By Richard Grainger
A dose of the yips for the falcons?
“ANYONE WHO thinks that life is fair,” Richard M. Nixon once said, “has been seriously misinformed.” A view held, amongst others, by many of the Newcastle Falcons squad who, after 22 games, had won stage one of the Championship, by 24 points.
Now Newcastle must defeat Leeds by a margin of at least six points at Kingston Park on Sunday, or fail to regain Aviva Premiership status at the first attempt.
Head coach Dean Richards said: “We performed at only around 40 per cent of our potential.”
For Leeds, Monday’s 24-19 win over the runaway division leaders was as well deserved as it was deemed achievable by head coach Diccon Edwards and his charges.
To reach the play-offs by the skin of their teeth, Carnegie, who finished the regular season 31 points below the Falcons, had to win the last six games. And they have struck a rich vein of form at the precise moment that the illustrious north-easterners are experiencing, what in sporting terms, is referred to as ‘the yips’, or ‘focal dystonia’, according to Mr Wikipedia, ‘… a facetious excuse for muffing a seemingly easy athletic task.’
Newcastle, who lost their final game of stage one to Bristol, appear to have forgotten how to close out a game.
Last Saturday they came perilously close to losing to Bedford in the semi-final of the British & Irish Cup, when they leaked two late tries allowing the Blues to recover from an 3-18 deficit to put themselves within a three-pointer of extra time.
But Richards was quick to dismiss any suggestion that Ryan Burrows’ pick up and up-field gallop to score virtually unopposed might sway the final outcome: “We’ve got five points to make up, but it’s half-time and home advantage counts for a lot,” he said.
However, what will undoubtedly concern him is that his side were never really in control at Headingley, and having established a 13-19 lead going into the final ten minutes, they proceeded to ship 11 points in as many minutes.
The warnings signs were there for the Falcons when Fred Burdon, who had made a nuisance of himself throughout the first quarter, picked a neat line through the Newcastle defence to give Stevie McColl a simple run in.
Joe Ford converted and added two penalties to Jimmy Gopperth’s one before Ali Hogg pinched a Carnegie lineout and scrambled over at the corner. Gopperth was on target and then added another penalty to tie things up at 13 points apiece at the break.
Ford and Gopperth traded two further penalties in the second period as the visitors established the upper hand.
19-19 looked the likely final score until, following a Falcons knock-on just inside their own half, Burrows picked up from the base, sprinted 45 metres then wriggled though the last defender, convincing the TMO that he had done enough to ground the ball.
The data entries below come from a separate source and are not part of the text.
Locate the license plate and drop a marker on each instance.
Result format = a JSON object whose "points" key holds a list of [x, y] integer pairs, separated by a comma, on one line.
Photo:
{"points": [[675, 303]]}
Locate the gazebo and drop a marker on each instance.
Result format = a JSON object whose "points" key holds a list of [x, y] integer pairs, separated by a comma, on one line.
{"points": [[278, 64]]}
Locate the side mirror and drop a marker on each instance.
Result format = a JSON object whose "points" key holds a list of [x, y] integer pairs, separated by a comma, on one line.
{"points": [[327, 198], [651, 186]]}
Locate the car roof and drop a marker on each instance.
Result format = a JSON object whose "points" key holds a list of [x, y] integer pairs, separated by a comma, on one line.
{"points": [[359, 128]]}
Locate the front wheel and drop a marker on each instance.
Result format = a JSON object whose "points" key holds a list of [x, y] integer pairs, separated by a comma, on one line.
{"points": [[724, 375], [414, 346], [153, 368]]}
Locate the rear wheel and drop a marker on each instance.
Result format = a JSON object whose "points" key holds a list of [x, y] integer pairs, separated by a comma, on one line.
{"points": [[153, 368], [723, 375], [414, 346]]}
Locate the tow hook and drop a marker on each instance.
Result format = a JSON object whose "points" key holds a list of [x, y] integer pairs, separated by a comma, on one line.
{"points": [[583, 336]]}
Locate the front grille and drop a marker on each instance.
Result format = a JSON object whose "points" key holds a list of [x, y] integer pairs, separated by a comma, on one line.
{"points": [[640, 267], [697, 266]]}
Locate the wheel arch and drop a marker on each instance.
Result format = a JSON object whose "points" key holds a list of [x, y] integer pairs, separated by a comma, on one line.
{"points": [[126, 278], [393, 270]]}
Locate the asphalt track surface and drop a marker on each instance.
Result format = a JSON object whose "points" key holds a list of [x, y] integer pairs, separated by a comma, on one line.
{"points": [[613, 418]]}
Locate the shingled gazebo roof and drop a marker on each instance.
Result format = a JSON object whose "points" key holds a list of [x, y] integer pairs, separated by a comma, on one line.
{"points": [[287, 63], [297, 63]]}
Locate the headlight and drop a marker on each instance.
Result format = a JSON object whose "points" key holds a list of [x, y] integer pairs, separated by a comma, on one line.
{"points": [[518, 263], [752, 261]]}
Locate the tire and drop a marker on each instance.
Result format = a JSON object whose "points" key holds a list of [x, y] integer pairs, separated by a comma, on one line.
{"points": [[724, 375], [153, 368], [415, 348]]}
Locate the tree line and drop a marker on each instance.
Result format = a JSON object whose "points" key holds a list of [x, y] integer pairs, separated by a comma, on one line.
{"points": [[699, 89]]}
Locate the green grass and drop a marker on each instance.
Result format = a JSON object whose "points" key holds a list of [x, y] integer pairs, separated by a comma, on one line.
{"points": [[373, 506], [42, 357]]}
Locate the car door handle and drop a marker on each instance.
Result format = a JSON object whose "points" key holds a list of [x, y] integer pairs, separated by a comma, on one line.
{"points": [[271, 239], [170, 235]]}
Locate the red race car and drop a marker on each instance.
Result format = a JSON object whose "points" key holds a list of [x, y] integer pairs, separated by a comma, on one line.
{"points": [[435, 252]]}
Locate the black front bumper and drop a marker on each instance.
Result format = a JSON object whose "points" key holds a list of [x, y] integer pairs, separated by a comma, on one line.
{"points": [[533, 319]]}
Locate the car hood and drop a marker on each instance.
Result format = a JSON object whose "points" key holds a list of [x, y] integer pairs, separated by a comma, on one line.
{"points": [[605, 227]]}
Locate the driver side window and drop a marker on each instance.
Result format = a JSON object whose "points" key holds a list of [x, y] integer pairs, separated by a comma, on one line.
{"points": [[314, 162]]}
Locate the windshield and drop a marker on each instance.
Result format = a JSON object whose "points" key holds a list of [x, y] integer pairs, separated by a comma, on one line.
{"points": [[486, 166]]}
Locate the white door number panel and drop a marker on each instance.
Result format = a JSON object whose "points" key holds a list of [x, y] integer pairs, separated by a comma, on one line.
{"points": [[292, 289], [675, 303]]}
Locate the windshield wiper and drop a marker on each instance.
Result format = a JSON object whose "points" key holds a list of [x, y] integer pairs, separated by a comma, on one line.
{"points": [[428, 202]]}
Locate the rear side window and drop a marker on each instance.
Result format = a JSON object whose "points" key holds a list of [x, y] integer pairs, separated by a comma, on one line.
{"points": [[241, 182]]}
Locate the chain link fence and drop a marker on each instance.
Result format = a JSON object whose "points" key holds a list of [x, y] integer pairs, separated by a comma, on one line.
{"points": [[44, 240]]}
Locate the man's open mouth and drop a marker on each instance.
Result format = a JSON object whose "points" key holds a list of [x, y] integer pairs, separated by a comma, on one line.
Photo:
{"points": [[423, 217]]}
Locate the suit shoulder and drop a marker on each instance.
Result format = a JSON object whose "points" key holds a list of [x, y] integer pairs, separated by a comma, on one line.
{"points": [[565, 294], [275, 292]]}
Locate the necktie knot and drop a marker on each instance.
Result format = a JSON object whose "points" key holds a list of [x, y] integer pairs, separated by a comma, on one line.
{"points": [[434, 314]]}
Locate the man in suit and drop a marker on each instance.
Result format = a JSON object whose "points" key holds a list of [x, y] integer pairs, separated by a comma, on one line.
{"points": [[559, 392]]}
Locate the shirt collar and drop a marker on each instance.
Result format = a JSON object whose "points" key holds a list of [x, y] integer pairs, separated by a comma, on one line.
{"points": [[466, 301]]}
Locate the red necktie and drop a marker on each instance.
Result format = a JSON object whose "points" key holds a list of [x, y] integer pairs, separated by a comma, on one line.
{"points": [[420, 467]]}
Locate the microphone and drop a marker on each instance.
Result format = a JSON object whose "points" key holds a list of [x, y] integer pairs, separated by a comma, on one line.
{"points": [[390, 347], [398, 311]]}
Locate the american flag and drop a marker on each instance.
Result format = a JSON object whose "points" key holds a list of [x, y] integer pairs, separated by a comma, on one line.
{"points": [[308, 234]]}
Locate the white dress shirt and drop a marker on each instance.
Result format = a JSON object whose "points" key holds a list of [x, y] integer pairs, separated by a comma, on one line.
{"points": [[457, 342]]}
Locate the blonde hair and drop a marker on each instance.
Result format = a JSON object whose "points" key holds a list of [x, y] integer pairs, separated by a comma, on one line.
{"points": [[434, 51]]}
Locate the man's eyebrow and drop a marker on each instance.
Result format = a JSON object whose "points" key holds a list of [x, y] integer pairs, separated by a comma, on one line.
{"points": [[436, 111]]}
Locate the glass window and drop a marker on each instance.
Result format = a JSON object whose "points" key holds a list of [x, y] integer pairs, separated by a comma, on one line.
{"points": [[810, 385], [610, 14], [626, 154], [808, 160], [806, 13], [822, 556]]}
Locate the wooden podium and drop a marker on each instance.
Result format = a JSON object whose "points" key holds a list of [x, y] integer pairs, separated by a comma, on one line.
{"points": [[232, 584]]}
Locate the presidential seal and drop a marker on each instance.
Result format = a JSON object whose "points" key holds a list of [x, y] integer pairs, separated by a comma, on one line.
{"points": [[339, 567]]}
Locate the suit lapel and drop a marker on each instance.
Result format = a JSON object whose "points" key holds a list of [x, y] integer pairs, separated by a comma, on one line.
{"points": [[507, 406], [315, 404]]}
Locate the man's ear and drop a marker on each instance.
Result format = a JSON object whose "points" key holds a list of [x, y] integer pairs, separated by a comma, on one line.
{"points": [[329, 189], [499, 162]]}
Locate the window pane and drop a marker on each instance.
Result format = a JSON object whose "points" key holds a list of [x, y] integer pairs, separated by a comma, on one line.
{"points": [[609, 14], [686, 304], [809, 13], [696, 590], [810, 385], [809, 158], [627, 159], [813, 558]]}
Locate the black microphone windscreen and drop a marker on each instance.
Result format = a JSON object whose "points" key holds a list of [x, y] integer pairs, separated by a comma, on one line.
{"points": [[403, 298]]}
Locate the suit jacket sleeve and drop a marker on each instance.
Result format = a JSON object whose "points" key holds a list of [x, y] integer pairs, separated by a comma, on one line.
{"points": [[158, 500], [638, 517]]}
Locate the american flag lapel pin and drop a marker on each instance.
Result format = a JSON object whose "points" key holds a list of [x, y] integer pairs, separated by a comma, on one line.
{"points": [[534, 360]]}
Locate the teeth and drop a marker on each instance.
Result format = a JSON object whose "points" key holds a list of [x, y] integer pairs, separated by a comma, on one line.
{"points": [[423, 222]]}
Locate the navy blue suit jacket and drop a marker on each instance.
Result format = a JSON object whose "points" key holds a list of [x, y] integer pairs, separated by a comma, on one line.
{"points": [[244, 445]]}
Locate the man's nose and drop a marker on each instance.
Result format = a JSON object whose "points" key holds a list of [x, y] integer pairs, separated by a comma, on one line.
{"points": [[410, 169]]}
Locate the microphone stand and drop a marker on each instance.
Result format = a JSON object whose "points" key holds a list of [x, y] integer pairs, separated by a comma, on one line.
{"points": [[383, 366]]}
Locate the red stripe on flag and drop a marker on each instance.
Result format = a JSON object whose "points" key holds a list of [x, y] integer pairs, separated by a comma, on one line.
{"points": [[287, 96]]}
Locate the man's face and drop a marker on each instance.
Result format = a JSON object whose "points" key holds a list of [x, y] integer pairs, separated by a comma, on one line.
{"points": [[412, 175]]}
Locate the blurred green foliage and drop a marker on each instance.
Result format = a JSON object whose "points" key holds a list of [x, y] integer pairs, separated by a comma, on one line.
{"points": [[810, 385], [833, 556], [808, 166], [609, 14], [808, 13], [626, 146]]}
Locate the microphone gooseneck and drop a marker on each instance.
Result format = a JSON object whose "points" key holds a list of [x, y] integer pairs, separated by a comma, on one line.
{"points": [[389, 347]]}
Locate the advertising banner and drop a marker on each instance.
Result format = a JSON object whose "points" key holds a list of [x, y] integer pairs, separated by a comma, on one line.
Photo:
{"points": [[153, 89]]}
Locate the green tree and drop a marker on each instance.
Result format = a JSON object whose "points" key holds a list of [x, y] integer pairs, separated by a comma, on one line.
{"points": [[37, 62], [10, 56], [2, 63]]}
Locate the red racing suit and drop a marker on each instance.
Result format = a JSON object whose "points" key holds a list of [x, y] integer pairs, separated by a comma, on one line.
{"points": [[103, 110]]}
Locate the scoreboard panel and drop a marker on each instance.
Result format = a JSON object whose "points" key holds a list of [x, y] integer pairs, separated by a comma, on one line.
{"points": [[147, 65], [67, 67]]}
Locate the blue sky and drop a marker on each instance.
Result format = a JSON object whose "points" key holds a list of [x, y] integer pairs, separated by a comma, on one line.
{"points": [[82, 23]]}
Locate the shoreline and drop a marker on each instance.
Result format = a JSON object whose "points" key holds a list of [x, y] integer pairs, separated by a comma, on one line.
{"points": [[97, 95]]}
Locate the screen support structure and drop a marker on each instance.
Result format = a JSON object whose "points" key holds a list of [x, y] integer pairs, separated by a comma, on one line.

Ironically, the last win Carnegie enjoyed over the Falcons at Headingley was in March 2008, the season that Newcastle replaced them in the Premiership.
Bedford 26 – 17 Nottingham
There was a touch of drama at Goldington Road as well on Saturday as a last minute penalty try kept Nottingham firmly in the hunt for a place in the final.
The Blues appeared to be in control of things leading 26-10, thanks to converted tries from Mark Atkinson and Ben Ransom and four Myles Dorrian penalties.
However, James Arlidge had charged down Ben Ransom’s clearance and collected to score before the interval to spoil a first period dominated by the hosts.
But when fortune smiled on Atkinson as he charged down Arlidge’s kick in the 41st minute to score, it looked as if the home side’s dominance had been restored.
However, the Green and Whites had the ascendency in the set pieces, and this told when replacement prop Phil Boulton was carded by referee Mr JP Doyle for pulling down a maul.
Mr Doyle quickly tired of Bedford’s spoiling tactics and ran beneath the uprights in the final minute. Arlidge converted to reduce the arrears that Nottingham must wipe out at Meadow Lane on Friday night from 16 to nine points.